There were still some limitations that should have been acknowledged from the outset of our study. First, the synovial fluid from knee OA to be analyzed was cryopreserved in liquid nitrogen for nearly 1 year. In view of relevant studies showing that storage in liquid nitrogen could have a bearing on the expression of surface markers of cells (15,16), our results regarding flow cytometry detection of CD11c and CD206 in synovial fluids could be compromised. Secondly, our observations were made on the premise that all the participants whose BMI index was within 24 kg/m2, that is obesity as a confounder was excluded at the outset. Consequently, extrapolation of direct ratio of M1/M2 macrophages in knee OA from this study should be approached with caution. Thirdly, more mechanistic data should have been given regarding M1 and M2 macrophages in the pathogenesis of knee OA, in addition to merely presenting of phenotype of macrophages.

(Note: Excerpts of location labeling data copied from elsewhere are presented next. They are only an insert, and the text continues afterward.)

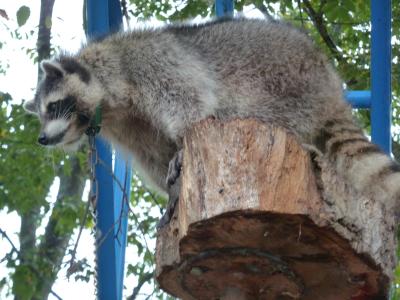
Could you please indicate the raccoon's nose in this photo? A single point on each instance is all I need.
(43, 140)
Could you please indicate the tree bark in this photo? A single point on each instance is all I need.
(257, 219)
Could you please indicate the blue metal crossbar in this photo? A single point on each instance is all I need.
(103, 17)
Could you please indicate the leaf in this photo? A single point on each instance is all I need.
(23, 282)
(23, 14)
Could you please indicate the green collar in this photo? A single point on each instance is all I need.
(95, 123)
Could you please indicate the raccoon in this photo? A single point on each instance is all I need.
(153, 84)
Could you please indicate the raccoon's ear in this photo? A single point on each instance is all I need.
(30, 107)
(52, 69)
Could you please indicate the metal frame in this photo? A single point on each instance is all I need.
(104, 16)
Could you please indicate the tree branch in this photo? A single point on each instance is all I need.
(318, 21)
(44, 34)
(146, 277)
(55, 241)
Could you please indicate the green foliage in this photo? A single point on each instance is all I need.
(24, 280)
(23, 14)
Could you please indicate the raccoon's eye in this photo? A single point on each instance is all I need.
(51, 108)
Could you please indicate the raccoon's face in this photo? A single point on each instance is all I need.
(65, 101)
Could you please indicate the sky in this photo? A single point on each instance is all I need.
(20, 82)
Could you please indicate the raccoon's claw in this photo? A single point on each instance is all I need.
(174, 168)
(173, 193)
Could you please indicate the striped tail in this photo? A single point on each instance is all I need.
(362, 164)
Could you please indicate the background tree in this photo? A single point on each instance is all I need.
(340, 27)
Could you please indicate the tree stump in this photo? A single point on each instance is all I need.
(258, 219)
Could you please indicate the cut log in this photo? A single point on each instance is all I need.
(258, 219)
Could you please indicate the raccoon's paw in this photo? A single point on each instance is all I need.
(174, 168)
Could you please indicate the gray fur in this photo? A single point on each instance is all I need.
(153, 84)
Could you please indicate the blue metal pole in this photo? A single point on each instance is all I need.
(103, 17)
(224, 8)
(381, 74)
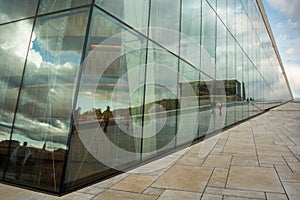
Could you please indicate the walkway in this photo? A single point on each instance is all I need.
(258, 159)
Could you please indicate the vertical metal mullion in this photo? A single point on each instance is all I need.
(19, 92)
(145, 82)
(67, 153)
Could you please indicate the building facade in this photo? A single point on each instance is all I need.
(90, 88)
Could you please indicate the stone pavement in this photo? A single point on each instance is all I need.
(257, 159)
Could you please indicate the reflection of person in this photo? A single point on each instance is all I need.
(77, 114)
(76, 117)
(19, 158)
(213, 105)
(107, 115)
(98, 114)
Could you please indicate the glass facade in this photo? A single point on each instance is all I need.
(90, 88)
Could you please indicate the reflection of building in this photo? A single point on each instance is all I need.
(203, 89)
(162, 73)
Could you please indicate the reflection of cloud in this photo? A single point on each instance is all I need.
(293, 71)
(56, 131)
(290, 8)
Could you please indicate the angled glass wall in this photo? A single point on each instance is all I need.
(91, 88)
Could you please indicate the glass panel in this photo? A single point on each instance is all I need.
(241, 98)
(208, 38)
(212, 3)
(161, 101)
(107, 134)
(20, 8)
(45, 105)
(246, 77)
(221, 10)
(206, 106)
(191, 19)
(14, 41)
(133, 12)
(47, 6)
(232, 85)
(231, 16)
(165, 23)
(189, 98)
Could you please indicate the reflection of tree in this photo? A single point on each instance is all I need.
(43, 168)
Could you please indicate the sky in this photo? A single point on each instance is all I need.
(284, 18)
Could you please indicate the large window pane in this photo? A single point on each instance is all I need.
(45, 105)
(106, 140)
(134, 13)
(161, 101)
(14, 40)
(164, 21)
(208, 40)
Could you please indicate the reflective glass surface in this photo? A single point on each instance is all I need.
(132, 12)
(87, 94)
(14, 40)
(109, 110)
(43, 115)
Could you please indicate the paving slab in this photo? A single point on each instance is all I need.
(254, 178)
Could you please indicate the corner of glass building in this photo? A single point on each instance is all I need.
(93, 88)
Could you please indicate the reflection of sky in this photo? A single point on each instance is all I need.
(47, 56)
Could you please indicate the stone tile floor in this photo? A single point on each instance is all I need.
(257, 159)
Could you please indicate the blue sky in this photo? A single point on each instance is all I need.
(284, 18)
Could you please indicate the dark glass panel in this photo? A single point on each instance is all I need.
(108, 140)
(241, 98)
(161, 102)
(188, 121)
(208, 39)
(14, 41)
(16, 9)
(47, 6)
(45, 105)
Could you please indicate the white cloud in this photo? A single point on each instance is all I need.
(293, 71)
(290, 8)
(291, 51)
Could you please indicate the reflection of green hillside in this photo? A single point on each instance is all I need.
(167, 104)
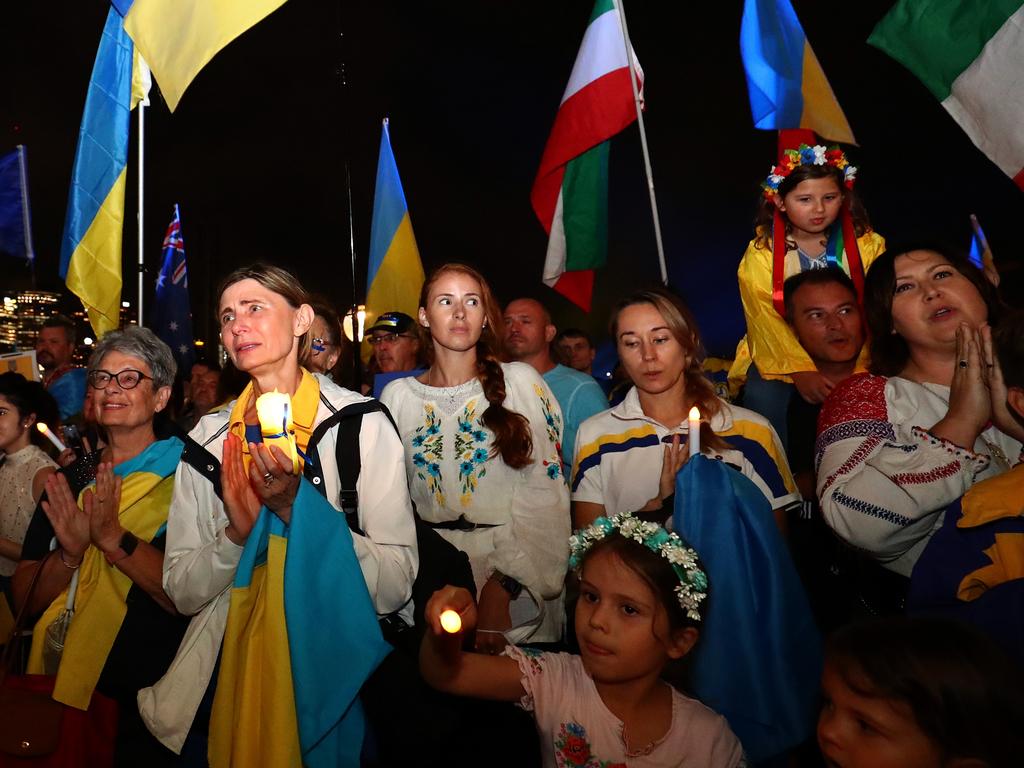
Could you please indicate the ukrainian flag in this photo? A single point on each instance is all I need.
(786, 85)
(179, 37)
(90, 251)
(395, 272)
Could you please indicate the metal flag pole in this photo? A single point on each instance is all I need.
(141, 176)
(643, 142)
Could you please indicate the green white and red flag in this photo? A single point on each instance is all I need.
(970, 54)
(570, 193)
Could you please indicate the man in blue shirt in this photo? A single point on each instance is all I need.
(528, 333)
(54, 348)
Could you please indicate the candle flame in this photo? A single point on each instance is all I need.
(451, 622)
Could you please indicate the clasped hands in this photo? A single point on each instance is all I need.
(95, 522)
(269, 482)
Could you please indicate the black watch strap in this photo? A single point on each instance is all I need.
(128, 543)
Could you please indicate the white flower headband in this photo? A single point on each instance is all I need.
(692, 587)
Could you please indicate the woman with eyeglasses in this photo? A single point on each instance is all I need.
(125, 629)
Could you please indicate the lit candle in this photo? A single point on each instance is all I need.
(52, 437)
(694, 431)
(274, 413)
(451, 622)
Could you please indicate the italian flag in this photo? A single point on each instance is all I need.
(570, 193)
(970, 53)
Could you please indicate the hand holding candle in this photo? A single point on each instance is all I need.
(694, 431)
(42, 427)
(274, 413)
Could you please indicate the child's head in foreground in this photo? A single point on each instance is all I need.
(923, 693)
(642, 593)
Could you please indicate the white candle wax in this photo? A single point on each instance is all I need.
(274, 413)
(52, 437)
(694, 431)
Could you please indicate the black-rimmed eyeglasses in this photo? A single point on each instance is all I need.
(389, 338)
(127, 379)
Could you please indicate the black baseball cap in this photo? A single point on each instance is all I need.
(395, 323)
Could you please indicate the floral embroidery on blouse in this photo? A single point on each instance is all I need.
(552, 421)
(430, 440)
(572, 750)
(471, 452)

In conclusion, to our knowledge this was the first report of the ratio of M1/M2 macrophages in knee OA. The imbalance of M1/M2 macrophages can feature the severity level of knee OA.
Acknowledgements
Not applicable.
Funding
The present study was supported by Department of Rheumatology, The Affiliated Qingdao Hiser Hospital of Qingdao University (Qingdao, China).
Availability of data and materials
The datasets used and/or analyzed during the present study are available from the corresponding author on reasonable request.
Authors' contributions
BL drafted the manuscript and performed PCR. MZ and JZ was responsible for K-L and VAS scoring. MZ and HY contributed to flow cytometry. All authors read and approved the final study.
Ethics approval and consent to participate
The study was approved by the Ethics Committee of The Affiliated Qingdao Hiser Hospital of Qingdao University (Qingdao, China). Patients who participated in this research had complete clinical data. The signed informed consents were obtained from the patients or the guardians.
Patient consent for publication
Not applicable.
Competing interests
The authors declare that they have no competing interests.